After a set of airplane attacks plunge the U.S. into a war with the Lupine Republic (somewhere between Finland and Russia), Patrick Gamble's father gets sent to the front lines, leaving the human teen to go live with his estranged mother in Oregon. He soon falls in with a lycan hate group that goes around town terrorizing suspected werewolves. He also meets Claire Forrester, a lycan who's on the run after her Weather Underground-like parents are gunned down by the government in cold blood.

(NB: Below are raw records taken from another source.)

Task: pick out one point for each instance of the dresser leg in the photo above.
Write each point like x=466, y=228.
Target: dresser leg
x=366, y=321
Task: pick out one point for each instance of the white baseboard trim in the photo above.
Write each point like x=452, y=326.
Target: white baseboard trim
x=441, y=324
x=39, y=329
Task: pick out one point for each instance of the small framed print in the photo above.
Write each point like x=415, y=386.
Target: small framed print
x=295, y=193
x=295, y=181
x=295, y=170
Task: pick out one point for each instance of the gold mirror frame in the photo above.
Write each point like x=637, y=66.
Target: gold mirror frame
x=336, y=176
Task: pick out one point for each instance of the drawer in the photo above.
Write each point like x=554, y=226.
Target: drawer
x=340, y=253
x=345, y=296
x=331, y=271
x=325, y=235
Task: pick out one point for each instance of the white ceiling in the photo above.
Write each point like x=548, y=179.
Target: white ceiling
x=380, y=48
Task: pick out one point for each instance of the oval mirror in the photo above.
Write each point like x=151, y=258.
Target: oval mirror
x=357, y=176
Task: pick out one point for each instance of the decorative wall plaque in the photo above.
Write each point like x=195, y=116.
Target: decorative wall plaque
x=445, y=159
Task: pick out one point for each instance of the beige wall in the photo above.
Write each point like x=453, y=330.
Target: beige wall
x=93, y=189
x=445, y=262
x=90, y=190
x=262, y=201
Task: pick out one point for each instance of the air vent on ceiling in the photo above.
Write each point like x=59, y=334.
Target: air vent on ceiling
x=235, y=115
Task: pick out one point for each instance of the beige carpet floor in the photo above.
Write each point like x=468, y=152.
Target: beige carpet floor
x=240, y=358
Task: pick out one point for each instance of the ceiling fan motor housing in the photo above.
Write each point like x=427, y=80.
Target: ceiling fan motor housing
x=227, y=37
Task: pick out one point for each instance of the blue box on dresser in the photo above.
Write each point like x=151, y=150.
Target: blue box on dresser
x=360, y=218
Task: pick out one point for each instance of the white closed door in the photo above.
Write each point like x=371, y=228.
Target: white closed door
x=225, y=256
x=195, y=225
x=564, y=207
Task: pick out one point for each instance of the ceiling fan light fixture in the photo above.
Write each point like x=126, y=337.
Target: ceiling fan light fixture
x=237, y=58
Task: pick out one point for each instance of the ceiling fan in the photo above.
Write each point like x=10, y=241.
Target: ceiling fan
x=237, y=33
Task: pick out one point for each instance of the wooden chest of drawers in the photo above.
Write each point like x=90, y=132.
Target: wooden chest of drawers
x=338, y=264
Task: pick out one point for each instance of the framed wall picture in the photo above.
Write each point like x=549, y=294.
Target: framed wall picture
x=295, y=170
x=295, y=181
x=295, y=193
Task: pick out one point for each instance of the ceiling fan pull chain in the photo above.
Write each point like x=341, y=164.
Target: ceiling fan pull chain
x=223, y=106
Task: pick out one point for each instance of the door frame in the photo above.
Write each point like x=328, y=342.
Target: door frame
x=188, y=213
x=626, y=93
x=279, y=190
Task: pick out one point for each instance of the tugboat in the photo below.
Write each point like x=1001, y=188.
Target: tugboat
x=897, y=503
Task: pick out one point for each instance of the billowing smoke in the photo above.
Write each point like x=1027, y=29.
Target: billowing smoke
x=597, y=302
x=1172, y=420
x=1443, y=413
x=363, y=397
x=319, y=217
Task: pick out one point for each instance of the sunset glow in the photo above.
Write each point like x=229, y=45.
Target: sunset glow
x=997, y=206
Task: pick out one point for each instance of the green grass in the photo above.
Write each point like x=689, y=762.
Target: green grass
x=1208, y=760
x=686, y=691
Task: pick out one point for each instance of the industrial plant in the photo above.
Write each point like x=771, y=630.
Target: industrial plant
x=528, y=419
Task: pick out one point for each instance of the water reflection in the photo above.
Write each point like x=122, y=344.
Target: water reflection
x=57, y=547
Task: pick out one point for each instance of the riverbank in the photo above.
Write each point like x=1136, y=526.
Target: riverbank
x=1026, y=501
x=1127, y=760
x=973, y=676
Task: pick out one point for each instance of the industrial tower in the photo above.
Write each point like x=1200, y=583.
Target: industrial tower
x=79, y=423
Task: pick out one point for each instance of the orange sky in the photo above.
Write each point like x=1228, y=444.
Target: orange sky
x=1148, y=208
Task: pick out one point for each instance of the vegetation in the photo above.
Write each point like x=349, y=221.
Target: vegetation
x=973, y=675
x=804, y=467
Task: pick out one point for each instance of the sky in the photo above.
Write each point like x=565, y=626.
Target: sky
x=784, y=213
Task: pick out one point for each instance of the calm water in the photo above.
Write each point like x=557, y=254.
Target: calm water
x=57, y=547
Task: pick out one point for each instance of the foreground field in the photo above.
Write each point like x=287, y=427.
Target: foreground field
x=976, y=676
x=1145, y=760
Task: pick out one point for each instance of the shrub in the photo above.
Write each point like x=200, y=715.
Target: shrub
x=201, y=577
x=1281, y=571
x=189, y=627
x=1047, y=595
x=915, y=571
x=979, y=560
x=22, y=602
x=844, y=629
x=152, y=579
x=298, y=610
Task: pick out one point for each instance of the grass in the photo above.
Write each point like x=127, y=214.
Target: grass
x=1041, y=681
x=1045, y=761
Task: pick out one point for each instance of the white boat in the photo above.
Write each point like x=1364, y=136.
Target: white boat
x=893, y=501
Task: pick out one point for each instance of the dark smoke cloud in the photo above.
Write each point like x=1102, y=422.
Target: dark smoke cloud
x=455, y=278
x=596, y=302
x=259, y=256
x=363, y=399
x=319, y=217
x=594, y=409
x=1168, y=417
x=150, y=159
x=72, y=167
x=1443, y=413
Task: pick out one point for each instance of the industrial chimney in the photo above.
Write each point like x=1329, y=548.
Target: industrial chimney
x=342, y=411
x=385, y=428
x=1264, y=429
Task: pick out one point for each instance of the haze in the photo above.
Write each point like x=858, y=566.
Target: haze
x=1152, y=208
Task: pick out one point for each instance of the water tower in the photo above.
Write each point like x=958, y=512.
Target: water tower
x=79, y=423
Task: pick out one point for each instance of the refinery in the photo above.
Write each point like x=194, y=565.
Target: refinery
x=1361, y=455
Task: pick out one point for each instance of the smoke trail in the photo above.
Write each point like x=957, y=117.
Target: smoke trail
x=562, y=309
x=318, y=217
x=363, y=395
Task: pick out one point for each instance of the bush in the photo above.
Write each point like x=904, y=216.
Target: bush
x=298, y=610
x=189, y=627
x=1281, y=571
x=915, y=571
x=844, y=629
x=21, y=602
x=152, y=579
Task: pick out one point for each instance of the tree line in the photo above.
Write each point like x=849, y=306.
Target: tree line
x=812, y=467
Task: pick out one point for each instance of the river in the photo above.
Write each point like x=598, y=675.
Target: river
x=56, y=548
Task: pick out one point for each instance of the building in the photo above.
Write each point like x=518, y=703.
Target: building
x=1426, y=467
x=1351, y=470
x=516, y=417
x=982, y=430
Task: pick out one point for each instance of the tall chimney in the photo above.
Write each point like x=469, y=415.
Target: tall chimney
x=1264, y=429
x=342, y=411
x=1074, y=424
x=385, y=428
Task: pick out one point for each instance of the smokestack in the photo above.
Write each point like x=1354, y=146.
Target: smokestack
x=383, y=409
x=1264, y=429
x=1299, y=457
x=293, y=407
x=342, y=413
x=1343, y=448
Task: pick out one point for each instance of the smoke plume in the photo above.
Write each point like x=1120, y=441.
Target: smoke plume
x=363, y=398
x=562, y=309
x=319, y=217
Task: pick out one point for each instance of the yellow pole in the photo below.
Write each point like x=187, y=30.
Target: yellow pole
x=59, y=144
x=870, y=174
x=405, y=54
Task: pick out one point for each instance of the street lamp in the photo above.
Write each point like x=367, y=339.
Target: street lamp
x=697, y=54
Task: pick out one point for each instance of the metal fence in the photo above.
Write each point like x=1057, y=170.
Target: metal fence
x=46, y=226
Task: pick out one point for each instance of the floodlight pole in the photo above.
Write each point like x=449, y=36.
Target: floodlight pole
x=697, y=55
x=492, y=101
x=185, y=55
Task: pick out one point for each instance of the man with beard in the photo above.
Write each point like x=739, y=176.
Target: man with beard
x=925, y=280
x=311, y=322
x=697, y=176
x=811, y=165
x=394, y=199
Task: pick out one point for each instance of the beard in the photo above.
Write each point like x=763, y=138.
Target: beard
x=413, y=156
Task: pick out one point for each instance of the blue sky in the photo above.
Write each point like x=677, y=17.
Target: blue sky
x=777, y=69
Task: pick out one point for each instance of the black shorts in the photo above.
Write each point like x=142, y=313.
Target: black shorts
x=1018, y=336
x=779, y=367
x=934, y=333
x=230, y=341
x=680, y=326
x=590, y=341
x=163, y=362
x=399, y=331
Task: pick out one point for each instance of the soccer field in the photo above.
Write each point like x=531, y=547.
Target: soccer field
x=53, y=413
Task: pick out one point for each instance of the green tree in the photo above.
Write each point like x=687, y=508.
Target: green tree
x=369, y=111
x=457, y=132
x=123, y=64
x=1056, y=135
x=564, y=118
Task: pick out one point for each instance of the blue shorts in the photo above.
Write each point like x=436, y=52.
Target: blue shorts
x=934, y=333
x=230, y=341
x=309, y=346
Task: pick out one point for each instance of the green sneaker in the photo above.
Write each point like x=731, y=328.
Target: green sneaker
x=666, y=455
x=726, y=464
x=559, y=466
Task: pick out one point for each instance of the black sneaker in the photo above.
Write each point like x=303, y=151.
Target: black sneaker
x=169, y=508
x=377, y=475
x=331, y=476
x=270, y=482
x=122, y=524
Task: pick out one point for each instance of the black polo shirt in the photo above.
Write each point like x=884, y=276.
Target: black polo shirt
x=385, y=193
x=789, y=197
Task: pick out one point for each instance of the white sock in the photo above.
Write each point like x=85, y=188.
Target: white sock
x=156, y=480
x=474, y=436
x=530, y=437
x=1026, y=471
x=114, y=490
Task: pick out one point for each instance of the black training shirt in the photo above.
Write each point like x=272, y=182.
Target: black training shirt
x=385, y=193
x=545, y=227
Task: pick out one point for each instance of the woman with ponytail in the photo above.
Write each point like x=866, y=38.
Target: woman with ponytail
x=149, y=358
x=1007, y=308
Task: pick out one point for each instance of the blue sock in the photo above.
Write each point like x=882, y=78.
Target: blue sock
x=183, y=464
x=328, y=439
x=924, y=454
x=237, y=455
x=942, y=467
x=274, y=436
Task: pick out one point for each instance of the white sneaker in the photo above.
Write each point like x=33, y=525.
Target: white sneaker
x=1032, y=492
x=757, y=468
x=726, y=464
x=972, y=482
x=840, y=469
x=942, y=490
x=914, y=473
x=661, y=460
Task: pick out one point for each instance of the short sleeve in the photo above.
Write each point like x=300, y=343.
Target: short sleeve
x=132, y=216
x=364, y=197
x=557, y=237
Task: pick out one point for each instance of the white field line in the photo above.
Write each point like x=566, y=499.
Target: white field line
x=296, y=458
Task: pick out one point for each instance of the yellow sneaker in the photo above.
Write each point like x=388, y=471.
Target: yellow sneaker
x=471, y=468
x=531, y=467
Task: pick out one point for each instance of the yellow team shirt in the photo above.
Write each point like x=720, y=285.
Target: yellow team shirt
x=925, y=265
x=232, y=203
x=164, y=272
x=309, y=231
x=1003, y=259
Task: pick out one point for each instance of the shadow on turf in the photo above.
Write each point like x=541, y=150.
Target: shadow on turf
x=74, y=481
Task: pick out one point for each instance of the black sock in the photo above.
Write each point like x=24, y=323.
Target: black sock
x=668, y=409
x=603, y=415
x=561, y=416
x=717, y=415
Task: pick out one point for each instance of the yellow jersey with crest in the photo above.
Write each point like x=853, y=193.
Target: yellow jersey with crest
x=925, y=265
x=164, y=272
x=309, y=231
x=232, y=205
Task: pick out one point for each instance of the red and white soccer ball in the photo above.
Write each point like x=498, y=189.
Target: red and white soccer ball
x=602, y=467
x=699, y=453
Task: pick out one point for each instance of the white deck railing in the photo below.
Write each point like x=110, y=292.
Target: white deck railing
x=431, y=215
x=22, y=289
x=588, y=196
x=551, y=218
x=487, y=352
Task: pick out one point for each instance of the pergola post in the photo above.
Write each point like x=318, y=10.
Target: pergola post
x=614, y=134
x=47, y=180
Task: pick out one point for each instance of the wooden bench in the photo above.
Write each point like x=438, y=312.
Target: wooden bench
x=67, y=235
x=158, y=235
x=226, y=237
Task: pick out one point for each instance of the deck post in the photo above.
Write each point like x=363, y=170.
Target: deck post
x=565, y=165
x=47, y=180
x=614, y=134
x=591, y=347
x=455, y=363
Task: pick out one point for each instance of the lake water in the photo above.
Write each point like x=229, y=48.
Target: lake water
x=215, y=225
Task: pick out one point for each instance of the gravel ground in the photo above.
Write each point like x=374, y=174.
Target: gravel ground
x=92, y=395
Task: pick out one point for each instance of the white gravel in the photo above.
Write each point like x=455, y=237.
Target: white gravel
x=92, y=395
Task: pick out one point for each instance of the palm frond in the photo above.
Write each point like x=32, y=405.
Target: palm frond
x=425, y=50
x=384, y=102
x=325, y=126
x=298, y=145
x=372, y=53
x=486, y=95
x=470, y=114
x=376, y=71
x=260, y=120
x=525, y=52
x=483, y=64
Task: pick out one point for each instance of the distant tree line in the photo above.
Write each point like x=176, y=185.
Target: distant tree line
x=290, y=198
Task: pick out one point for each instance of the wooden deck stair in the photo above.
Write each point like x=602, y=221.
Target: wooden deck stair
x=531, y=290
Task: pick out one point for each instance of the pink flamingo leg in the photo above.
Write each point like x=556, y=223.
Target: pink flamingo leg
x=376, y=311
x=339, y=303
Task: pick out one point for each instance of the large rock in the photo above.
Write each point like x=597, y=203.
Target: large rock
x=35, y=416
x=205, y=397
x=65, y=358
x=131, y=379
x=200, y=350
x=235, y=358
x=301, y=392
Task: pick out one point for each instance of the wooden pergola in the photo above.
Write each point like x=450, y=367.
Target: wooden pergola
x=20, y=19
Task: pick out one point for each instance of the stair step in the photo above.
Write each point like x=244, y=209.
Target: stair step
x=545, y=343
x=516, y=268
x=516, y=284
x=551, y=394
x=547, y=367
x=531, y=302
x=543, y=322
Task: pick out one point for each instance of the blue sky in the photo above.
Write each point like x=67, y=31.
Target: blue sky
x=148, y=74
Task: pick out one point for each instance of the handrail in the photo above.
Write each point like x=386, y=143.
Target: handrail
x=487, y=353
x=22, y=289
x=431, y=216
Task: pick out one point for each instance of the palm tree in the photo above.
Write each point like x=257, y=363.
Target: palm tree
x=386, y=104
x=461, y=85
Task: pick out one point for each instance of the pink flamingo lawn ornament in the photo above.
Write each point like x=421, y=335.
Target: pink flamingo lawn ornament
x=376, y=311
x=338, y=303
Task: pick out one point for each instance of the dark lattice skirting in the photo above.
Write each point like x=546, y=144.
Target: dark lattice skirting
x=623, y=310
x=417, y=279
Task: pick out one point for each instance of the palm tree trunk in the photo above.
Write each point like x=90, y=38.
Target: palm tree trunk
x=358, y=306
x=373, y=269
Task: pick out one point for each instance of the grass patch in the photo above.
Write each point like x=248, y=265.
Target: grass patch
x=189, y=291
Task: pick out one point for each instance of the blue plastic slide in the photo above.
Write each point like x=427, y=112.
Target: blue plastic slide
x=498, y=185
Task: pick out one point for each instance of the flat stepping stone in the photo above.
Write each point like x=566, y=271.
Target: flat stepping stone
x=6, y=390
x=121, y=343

When Patrick's father goes missing, he enlists in the war, leaving Claire to traverse the hidden caves where lycan terrorists seek to escalate their aggression. Also in the mix is Chase Williams, a charismatic, right-wing presidential candidate campaigning on a rigorous anti-lycan platform, who, after an attack leaves him infected, must go to great lengths to conceal his werewolf tendencies.
Percy is a skilled writer, able to sympathetically portray both sides of this conflict, never resorting to a good-vs.-evil delineation. His novel examines the themes of race, religion, social injustice, and the war on terror while also providing a provocative update on the werewolf mythos. It's a shame, then, that the last third of the book is hampered by convoluted, blatant positioning that sees every major character converging together for a climax that is lackluster, especially given all that's come before. Still, those looking for some contemporary politics mixed in with their modern horror will definitely find something to sink their teeth into.